Phyllis understood something fundamental about liberal movements: People would become involved after agitations and prompting, to set straight one thing or another, but, very often, these people had no idea that there was a larger vision, a larger plan of destruction in play.

Many people forget this and let down their guard, reducing authentic feminism to its simple demands (such as equal pay for women). Yet in the wake of this professional feminism has come abortion, depression, poverty for women, loneliness, decomposition of self and a pathological search for sexual identity. She could anticipate the fruits of feminist self-hatred.
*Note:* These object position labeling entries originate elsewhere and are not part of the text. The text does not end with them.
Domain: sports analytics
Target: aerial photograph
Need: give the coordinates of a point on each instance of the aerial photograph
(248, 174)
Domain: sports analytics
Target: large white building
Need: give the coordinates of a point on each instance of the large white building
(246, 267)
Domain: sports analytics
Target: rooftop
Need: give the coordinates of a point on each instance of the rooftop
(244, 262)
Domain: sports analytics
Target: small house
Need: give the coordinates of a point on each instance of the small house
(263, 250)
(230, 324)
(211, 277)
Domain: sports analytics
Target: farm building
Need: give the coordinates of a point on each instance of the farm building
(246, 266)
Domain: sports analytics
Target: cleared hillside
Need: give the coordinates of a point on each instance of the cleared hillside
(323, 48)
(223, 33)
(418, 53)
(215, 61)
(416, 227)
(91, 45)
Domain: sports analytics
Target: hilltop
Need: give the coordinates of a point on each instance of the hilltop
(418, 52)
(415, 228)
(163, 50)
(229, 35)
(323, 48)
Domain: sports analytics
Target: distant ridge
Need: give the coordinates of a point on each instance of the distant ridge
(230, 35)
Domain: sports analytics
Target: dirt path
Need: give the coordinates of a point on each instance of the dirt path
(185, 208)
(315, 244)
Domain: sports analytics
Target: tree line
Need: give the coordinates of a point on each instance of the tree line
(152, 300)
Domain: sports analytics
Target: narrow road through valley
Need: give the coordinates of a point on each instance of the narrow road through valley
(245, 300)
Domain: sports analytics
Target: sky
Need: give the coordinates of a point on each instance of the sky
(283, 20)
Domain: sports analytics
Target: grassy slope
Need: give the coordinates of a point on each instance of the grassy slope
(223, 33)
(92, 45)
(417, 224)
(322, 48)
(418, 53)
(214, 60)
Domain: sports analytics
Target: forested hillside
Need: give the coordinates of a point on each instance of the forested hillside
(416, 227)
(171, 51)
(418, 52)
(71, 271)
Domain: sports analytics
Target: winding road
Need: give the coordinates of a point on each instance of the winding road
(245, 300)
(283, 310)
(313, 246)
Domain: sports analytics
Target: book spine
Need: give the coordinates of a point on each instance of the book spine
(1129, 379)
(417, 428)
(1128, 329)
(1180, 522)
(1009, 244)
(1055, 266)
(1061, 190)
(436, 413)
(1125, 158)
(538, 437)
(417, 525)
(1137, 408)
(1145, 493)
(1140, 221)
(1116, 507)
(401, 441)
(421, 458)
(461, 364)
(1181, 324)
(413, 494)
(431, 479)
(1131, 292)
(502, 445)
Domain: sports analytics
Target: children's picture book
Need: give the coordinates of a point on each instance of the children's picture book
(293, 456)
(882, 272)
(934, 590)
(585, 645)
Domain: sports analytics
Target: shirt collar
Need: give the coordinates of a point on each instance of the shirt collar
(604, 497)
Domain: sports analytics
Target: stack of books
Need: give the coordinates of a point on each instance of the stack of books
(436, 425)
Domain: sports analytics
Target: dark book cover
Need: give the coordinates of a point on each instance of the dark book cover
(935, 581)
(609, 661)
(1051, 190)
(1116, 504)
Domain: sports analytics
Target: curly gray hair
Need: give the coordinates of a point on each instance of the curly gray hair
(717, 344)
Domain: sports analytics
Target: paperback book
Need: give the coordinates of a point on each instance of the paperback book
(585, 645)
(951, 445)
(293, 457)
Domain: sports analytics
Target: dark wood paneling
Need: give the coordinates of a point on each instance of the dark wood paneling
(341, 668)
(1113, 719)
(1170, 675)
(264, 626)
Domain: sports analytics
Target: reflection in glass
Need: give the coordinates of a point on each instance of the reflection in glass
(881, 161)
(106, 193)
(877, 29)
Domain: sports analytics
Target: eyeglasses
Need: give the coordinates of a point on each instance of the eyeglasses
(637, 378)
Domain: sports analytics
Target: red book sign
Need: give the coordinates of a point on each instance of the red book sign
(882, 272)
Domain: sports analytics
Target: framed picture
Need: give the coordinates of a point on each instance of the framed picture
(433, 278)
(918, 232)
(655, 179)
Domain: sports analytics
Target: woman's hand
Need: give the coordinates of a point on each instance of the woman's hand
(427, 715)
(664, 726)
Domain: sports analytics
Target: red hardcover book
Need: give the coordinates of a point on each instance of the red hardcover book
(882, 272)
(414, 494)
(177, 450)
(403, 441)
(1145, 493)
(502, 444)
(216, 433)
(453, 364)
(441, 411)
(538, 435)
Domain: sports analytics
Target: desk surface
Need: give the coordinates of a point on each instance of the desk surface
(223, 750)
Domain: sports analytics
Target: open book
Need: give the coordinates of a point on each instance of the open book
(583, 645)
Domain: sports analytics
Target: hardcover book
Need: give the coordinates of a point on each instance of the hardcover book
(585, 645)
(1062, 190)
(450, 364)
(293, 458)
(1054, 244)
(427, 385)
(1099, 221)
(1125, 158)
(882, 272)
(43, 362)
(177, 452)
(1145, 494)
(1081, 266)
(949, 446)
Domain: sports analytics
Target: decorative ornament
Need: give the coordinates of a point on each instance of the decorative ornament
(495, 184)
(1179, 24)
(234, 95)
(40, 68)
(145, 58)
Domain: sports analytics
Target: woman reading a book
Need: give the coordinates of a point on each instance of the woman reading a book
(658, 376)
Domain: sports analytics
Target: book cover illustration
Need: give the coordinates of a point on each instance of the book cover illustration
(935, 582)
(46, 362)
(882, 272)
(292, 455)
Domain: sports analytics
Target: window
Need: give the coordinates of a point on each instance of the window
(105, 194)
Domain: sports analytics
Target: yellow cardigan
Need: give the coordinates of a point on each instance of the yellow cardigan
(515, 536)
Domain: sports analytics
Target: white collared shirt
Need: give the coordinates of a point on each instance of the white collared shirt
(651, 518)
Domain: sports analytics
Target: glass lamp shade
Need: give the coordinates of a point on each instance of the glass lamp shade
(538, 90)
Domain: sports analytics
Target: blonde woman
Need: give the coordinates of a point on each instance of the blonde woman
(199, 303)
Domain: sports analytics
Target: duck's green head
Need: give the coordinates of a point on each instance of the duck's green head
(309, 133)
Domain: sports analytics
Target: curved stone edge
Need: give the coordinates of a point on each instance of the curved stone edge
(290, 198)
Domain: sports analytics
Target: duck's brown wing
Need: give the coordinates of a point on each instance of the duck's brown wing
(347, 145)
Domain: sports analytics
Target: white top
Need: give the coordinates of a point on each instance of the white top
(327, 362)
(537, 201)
Phyllis grasped the vision of the opposition. I think this was her greatest triumph, mostly because I see it so rarely. And yet it came of something clean and clear and uncomplicated in her own intellect and heart. I’ve seen that in a few very smart, very good people.

In her alert, tidy, Midwestern way, she was on to the devil’s game and never, never let loose what she could hold together through her powerful intellect and valiant heart.

Phyllis died on Sept. 5, the first feast day of Mother Teresa — a cosmic symmetry that will forever link the two 20th-century champions of the family.

My, how she has deserved her rest. May God grant her his mercy and the fullness of his peace.

 

Priscilla McCaffrey writes from Ridgefield, Connecticut.